Impact analysis = marketing hype. Cost-benefit analysis = sound economics.

9.      Ignoring the Vast Collection of Ecosystem Services Research

A lot of smart people have spent a lot of time over the last two decades putting values on ecosystem goods and services (e.g. clean air, fresh water, habitat protection). There has been an explosion of research and growing consensus and convergence in these values.

Graph Source: Cumulative total of ecosystem services valuation studies sourced from EVRI from 1960 to 2008. Rudolf de Groot, Luke Brander, Sander van der Ploeg, Robert Costanza, Florence Bernard, Leon Braat, Mike Christie, Neville Crossman, Andrea Ghermandi, Lars Hein, Salman Hussain, Pushpam Kumar, Alistair McVittie, Rosimeiry Portela, Luis C. Rodriguez, Patrick ten Brink, Pieter van Beukering, Global estimates of the value of ecosystems and their services in monetary units, Ecosystem Services, Volume 1, Issue 1, July 2012, Pages 50-61, ISSN 2212-0416, https://www.sciencedirect.com/science/article/pii/S2212041612000101?via%3Dihub. (//www.sciencedirect.com/science/article/pii/S2212041612000101)  Source: modified from M. Christie, I. Fazey, R. Cooper, T. Hyde, A. Deri, L. Hughes, G. Bush, L. Brander, A. Nahman, W. de Lange, B. Reyers “An Evaluation of Economic and Non-economic Techniques for Assessing the Importance of Biodiversity to People in Developing Countries” Defra, London (2008)

Embarking on original research is always a good thing but it can be an unnecessary expense. Far better, we think, to stand on the shoulders of giants, learn from their research, scour all the research, but be selective and harness only the best and most relevant results for your purpose. Even this is very laborious if you do it correctly and do it frequently, but it’s certainly more attainable than sending your staff out to the field for years at a time.

10. Mixing Nominal and Real

All the costs, benefits and discount rate should be either in nominal (current year) dollars or real (constant) dollars.
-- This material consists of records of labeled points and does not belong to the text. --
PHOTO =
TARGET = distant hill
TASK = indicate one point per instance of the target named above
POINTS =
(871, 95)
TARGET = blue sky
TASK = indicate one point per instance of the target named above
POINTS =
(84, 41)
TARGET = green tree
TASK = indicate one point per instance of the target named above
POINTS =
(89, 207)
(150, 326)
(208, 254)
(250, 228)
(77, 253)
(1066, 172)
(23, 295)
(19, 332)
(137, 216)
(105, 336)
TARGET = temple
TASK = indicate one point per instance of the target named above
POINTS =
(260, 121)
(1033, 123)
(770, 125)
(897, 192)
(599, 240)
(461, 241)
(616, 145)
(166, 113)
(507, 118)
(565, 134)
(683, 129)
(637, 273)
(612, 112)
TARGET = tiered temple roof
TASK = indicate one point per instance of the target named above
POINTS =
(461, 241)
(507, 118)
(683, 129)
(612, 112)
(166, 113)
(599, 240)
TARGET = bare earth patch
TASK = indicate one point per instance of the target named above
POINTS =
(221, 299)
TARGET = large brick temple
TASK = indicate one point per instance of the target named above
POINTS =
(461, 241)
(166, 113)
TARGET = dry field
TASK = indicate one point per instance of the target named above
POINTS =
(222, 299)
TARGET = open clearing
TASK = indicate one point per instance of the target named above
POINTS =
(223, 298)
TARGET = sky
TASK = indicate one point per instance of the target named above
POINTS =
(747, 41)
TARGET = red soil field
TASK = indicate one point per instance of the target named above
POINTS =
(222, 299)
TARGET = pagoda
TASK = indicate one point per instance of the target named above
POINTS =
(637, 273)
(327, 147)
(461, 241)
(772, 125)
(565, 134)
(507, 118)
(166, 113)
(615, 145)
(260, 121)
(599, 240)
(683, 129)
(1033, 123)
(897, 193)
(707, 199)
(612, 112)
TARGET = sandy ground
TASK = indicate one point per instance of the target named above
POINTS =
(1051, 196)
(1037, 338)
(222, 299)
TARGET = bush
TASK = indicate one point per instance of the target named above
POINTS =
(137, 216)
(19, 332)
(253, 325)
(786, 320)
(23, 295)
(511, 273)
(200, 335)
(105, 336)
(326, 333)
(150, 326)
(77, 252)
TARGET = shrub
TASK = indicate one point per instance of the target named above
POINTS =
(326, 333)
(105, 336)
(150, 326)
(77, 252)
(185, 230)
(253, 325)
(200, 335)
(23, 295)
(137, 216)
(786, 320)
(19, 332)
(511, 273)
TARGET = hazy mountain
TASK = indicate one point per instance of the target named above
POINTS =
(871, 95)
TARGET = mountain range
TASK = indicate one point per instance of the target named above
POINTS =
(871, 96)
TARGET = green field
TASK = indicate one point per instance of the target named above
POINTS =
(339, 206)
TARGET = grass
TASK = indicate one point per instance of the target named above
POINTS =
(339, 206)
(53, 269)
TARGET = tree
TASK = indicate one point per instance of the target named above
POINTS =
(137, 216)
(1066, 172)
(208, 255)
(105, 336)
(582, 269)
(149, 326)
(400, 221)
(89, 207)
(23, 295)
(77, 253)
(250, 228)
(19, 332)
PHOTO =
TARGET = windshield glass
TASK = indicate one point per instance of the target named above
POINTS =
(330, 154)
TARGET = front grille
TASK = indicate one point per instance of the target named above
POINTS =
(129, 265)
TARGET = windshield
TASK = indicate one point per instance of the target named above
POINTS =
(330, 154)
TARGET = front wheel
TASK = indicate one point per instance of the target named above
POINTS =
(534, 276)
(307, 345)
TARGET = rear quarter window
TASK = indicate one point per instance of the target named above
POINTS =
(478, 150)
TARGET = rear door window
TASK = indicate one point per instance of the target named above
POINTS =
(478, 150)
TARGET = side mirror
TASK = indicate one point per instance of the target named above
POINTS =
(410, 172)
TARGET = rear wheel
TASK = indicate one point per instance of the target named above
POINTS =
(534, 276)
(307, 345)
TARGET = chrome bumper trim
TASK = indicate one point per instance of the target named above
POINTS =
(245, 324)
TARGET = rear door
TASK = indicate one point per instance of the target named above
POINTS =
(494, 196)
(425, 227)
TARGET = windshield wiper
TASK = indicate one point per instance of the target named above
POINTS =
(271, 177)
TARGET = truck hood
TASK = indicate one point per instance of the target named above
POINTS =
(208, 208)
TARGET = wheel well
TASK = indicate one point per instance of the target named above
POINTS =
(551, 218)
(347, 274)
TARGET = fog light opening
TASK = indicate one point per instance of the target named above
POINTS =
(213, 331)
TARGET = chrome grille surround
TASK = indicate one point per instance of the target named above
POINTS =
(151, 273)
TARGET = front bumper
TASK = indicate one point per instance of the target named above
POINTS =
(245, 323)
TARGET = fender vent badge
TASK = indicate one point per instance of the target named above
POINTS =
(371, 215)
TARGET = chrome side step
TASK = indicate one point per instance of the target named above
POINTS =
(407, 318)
Don’t mix real dollars and nominal discount rates or vice versa. Most economists recommend being real and staying real (man). That said, the preference for real/constant dollars is more convention than recommendation. In financial analysis, when cash flow is the primary concern, costs and benefits are usually estimated in nominal dollars with forecasts of specific price indices used for the inputs. Cost benefit analysis, on the other hand, usually shies away from forecasting individual prices and assumes that they all increase at the general rate of inflation. So, while CBA uses real and financial analysis nominal, make sure your discount rate matches your preference.

These are our favorites. Which ones resonated the most? What did we miss?